The most straightforward way to export data from a MongoDB database is to open an SSH tunnel to it and export the data directly using MongoDB’s tools. First, open an SSH tunnel with the Upsun CLI:
upsun tunnel:open
That opens an SSH tunnel to all services on your current environment and produce output like the following:
SSH tunnel opened on port 30000 to relationship: mongodb
The port may vary in your case. You also need to obtain the user, password, and database name from the relationships array, as above.

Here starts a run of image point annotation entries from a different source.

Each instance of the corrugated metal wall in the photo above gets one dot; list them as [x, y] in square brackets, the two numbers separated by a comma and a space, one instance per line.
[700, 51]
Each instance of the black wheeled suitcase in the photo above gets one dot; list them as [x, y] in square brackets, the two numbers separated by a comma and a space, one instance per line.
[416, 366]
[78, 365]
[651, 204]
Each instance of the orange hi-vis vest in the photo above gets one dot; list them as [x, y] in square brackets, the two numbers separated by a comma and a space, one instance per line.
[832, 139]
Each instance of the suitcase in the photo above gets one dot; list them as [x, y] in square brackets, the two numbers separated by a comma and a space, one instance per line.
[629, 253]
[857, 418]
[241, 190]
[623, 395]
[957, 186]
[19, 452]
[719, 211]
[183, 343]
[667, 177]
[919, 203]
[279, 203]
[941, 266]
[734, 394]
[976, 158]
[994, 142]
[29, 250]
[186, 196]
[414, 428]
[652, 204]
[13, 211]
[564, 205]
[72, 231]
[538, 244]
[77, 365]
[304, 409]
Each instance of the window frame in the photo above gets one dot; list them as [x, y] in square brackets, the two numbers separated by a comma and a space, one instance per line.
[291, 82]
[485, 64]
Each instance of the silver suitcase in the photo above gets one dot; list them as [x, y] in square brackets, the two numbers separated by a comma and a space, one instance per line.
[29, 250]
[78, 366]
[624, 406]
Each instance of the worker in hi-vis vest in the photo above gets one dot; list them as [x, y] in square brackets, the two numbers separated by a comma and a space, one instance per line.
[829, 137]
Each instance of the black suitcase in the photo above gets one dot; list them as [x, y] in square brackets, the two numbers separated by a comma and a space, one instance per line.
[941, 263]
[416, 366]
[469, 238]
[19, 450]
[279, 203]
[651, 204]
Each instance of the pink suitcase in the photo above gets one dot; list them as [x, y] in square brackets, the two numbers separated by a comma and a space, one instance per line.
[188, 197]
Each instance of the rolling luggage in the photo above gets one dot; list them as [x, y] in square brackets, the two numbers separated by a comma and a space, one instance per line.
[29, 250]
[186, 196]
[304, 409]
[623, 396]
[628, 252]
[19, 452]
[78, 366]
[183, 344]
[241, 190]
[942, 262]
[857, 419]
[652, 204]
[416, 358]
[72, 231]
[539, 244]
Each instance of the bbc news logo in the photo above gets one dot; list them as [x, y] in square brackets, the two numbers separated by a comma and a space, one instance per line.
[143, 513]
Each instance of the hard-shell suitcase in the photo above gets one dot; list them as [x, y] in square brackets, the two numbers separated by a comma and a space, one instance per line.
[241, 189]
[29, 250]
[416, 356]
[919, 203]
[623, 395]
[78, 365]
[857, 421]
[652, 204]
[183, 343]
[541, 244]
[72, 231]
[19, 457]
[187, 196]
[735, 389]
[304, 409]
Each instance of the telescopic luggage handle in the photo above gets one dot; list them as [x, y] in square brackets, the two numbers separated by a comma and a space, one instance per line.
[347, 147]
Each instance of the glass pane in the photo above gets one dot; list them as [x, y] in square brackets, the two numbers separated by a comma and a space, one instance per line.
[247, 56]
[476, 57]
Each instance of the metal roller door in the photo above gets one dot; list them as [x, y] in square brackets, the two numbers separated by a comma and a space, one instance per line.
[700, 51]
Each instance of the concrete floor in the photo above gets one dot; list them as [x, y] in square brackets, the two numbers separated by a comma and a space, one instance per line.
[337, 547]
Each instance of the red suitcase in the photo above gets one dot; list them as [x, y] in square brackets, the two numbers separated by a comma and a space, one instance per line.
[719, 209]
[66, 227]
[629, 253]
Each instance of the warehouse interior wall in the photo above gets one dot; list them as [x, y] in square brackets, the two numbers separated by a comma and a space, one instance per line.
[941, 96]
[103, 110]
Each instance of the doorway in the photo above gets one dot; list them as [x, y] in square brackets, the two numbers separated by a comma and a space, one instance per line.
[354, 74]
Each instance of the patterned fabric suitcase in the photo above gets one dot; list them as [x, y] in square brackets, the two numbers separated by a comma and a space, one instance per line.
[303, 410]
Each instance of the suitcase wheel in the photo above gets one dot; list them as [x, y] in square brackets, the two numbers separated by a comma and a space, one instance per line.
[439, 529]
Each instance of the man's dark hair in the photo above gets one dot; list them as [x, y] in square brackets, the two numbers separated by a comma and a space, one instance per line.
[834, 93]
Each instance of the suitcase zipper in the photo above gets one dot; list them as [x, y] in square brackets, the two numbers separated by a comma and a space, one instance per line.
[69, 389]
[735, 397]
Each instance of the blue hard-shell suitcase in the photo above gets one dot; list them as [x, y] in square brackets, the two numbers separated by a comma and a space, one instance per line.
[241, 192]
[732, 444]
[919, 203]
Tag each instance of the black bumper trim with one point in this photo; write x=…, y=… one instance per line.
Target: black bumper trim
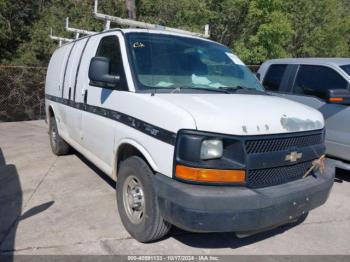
x=199, y=208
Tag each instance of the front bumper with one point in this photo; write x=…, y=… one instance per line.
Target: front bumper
x=200, y=208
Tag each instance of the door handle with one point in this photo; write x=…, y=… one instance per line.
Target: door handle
x=85, y=96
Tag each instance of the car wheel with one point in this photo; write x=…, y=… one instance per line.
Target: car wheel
x=137, y=203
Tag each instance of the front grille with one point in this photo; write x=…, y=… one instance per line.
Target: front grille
x=277, y=175
x=284, y=143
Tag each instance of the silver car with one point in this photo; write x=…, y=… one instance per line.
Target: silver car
x=322, y=83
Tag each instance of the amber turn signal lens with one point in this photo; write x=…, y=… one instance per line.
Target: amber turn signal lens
x=336, y=99
x=210, y=175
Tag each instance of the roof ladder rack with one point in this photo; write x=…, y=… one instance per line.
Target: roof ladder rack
x=132, y=23
x=60, y=40
x=77, y=31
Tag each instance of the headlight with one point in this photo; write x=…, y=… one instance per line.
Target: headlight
x=211, y=149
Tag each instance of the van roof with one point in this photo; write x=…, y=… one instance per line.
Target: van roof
x=139, y=30
x=311, y=60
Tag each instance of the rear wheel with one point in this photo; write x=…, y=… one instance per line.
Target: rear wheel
x=58, y=145
x=137, y=203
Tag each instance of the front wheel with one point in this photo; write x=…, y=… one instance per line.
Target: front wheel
x=137, y=203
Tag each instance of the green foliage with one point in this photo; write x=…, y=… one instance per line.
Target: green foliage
x=255, y=29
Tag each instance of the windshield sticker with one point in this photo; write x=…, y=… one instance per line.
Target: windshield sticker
x=138, y=45
x=164, y=84
x=234, y=59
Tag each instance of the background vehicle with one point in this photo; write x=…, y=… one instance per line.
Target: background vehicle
x=322, y=83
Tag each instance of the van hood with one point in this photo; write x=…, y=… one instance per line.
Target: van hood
x=245, y=114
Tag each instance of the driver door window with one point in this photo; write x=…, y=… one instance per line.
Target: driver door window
x=317, y=80
x=109, y=48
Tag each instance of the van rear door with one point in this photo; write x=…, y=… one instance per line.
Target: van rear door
x=73, y=116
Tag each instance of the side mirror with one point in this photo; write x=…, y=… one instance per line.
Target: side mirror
x=99, y=73
x=339, y=96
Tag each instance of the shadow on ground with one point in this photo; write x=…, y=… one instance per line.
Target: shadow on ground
x=227, y=240
x=11, y=201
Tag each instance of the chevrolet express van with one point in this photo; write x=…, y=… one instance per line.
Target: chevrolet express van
x=187, y=131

Then, connect to that port locally using mongodump (or your favorite MongoDB tools) to export all data in that server:
mongodump --port 30000 -u main -p main --authenticationDatabase main --db main
(If necessary, vary the -u, -p, --authenticationDatabase and --db flags.) As with any other shell command it can be piped to another command to compress the output or redirect it to a specific file. For further references, see the official mongodump documentation.

Upgrading

To upgrade to 6.0 from a version earlier than 5.0, you must successively upgrade major releases until you have upgraded to 5.0. For example, if you are running a 4.2 image, you must upgrade first to 4.4 and then upgrade to 5.0 before you can upgrade to 6.0. For more details on upgrading and how to handle potential application backward compatibility issues, see the MongoDB release notes.
Make sure you first test your migration on a separate branch.Also, be sure to take a backup of your production environment before you merge this change.
Downgrading isn’t supported. If you want, for whatever reason, to downgrade you should create a mongodump, remove the service, recreate the service, and import your dump.